The U.S. Court of Appeals for the Federal Circuit on Oct. 6 sent back the Commerce Department's antidumping duty investigation on carbon and alloy steel cut-length-plate from Germany. Judges Alan Lourie, Timothy Dyk and Jimmie Reyna upheld Commerce's rejection of respondent AG der Dillinger Huttenwerke's proposed adjustments to the agency's model-match methodology, though the judges said it was "unreasonable for Commerce to use likely selling price as facts otherwise available for cost of production." The court stressed that "when there is a gap to fill" in the record, "there must be a reasonable relationship between the selected facts otherwise available and the gap to be filled."
The Court of International on Oct. 6 sustained the Commerce Department's 2023 review of the countervailing duty order on steel concrete reinforcing bar from Turkey. Following a remand on the agency's de jure specificity finding of an exemption from Turkey's Banking and Insurance Transactions Tax on foreign exchange transactions and its selection of a report from Colliers international to use as the benchmark to value rent-free lease of land to respondent Kaptan's affiliate, Judge Gary Katzmann upheld Commerce's decisions not to countervail the tax exemption but to stick with the Colliers report. Regarding the specificity determination, Katzmann said he already rejected the claims that the tax exemption was de jure specific, adding that the agency operated within its discretion in not engaging in more of a de facto specificity investigation or using adverse facts available given the Turkish government's failure to provide requested information on remand.

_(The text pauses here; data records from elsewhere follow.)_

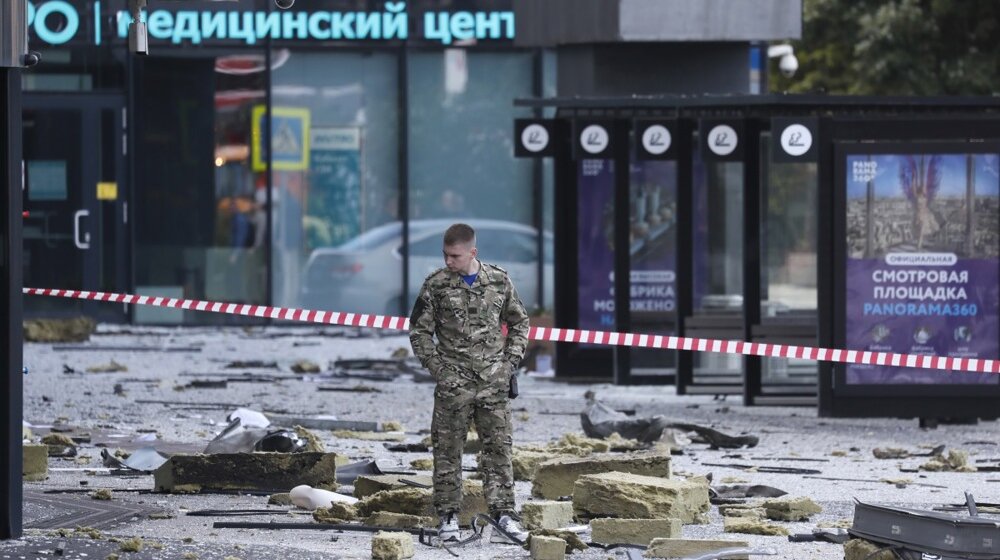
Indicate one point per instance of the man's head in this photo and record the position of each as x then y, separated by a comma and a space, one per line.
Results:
460, 248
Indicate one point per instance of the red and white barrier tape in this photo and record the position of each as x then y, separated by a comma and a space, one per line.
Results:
555, 335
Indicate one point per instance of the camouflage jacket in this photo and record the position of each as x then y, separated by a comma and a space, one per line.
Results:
467, 321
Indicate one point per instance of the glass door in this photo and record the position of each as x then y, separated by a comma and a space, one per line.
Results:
75, 229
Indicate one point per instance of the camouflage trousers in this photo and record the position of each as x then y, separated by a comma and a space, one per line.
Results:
461, 397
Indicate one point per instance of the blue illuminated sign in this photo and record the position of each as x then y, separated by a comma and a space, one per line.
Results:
58, 22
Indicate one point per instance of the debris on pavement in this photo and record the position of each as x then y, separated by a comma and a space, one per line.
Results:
556, 477
684, 548
112, 367
77, 329
245, 471
392, 546
791, 509
753, 526
634, 496
633, 531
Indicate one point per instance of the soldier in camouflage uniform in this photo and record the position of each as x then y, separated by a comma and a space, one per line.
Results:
464, 305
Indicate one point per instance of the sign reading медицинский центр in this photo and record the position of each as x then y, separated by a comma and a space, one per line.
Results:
923, 241
60, 22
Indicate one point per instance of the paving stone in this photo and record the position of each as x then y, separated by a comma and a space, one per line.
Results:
246, 471
632, 496
547, 548
547, 514
633, 531
556, 477
35, 462
392, 546
681, 548
791, 509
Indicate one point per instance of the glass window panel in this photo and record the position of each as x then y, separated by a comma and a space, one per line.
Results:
200, 226
335, 217
461, 159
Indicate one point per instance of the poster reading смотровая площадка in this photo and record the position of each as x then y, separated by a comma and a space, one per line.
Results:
922, 261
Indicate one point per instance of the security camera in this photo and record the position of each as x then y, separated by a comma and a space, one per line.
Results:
787, 63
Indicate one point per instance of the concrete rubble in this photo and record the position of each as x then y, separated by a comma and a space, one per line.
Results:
627, 491
546, 514
635, 496
547, 548
556, 478
246, 471
633, 531
392, 546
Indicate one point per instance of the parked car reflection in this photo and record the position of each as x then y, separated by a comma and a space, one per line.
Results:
364, 274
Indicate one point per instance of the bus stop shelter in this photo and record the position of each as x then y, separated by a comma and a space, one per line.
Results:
863, 223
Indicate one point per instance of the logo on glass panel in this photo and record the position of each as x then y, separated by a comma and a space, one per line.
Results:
722, 140
656, 139
594, 139
534, 138
796, 140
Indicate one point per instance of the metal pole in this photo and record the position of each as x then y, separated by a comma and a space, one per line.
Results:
13, 23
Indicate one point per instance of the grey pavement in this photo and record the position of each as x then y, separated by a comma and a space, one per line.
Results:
547, 409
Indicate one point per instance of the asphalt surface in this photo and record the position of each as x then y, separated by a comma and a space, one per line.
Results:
161, 361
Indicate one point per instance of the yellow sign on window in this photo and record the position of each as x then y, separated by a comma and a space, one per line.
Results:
107, 191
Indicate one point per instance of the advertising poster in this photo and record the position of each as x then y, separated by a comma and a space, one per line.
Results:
652, 231
923, 275
334, 214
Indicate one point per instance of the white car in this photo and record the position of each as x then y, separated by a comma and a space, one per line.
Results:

The Commerce Department adequately supported its decision to find that antidumping respondent Compania Valencia de Aluminio Baux and its affiliate, Bancolor Baux, only sold common alloy aluminum sheet in one level of trade in its home market of Spain, the Court of International Trade held on Sept. 25. Judge Mark Barnett said the relevant AD statute doesn't require Commerce to "recognize a distinct level of trade in connection with any differences in selling activities," finding the agency's level of trade regulations to comply with the AD laws.